I gave some clue about it in the issue tracking system of the google code site, but I can tell you a bit more here (because I know you like to know about these stuff):
As I said earlier, I’m using jQuery and jQuery-blockUI plugin, and I also add my own method, and all this needs to be added to the html header (at least the <script src> tags used to insert the libs).
But these insertions in the header (made by renderHead() methods of Wicket AbstractBehavior, to tell you the truth) are actually made only when the plugin is called from an Ajax update method.
IE seems to cope pretty well with it and accept that insertion on the fly (at least when not in a modal window) but Firefox doesn’t (or at least it doesn’t interpret the inserted libs coming from an Ajax request). Once the code has been called, if you actualize the form in the browser, or when you come back later to visit the same form, the insert will be there in the header already so the subsequent calls to the plugins won’t need to do the inserts again and the plugin will now work (in Firefox and in IE modal dialog).
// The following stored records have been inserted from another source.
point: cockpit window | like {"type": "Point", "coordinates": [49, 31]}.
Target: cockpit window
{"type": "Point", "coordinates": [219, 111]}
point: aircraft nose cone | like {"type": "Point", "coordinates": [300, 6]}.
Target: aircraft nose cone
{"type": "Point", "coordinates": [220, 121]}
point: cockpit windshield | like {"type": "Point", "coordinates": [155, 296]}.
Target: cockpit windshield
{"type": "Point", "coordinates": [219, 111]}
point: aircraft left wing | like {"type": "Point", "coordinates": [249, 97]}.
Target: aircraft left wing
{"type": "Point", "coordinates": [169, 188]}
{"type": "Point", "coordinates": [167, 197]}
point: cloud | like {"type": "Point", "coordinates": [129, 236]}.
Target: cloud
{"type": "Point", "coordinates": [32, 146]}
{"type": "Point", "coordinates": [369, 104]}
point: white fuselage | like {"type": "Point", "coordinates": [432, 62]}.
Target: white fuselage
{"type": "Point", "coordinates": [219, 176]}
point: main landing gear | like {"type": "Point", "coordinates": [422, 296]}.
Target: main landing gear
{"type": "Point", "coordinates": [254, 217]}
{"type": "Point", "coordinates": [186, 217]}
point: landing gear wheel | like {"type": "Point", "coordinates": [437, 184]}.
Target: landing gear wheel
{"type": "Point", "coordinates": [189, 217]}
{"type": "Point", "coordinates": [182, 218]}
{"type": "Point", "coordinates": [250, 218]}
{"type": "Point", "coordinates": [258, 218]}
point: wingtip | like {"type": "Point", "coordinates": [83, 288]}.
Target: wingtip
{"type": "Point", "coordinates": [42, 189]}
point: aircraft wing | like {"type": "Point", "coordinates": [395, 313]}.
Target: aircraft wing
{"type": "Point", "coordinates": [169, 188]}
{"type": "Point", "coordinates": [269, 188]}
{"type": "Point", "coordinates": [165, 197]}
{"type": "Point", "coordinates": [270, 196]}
I have tried to do the inserts before the calls from the plugin (but then I had problems because it was to be done when instantiating the plugin - and the smart client was complaining again about “NoClassDefFoundError” for IBehavior - see above), so it was not good!
In the end, I didn’t find in the public API any way to statically insert some code to all the pages rendered. Meaning a way to insert code to every pages systematically, so that you don’t need to insert it dynamically when you call your methods. I didn’t find any way to do that. The addBehavior of the IPageContributor interface only works when attached to a component (the plugin in this case), and it complains if it isn’t. And there is no global “addHeaderContribution” method that could be called.
A much needed method IMHO!
So I think that I will file a case to the support system for that feature.
Just wanted you to know what it was about…
Now after that interlude, I think I need to get back to the bean tutorial, part 6!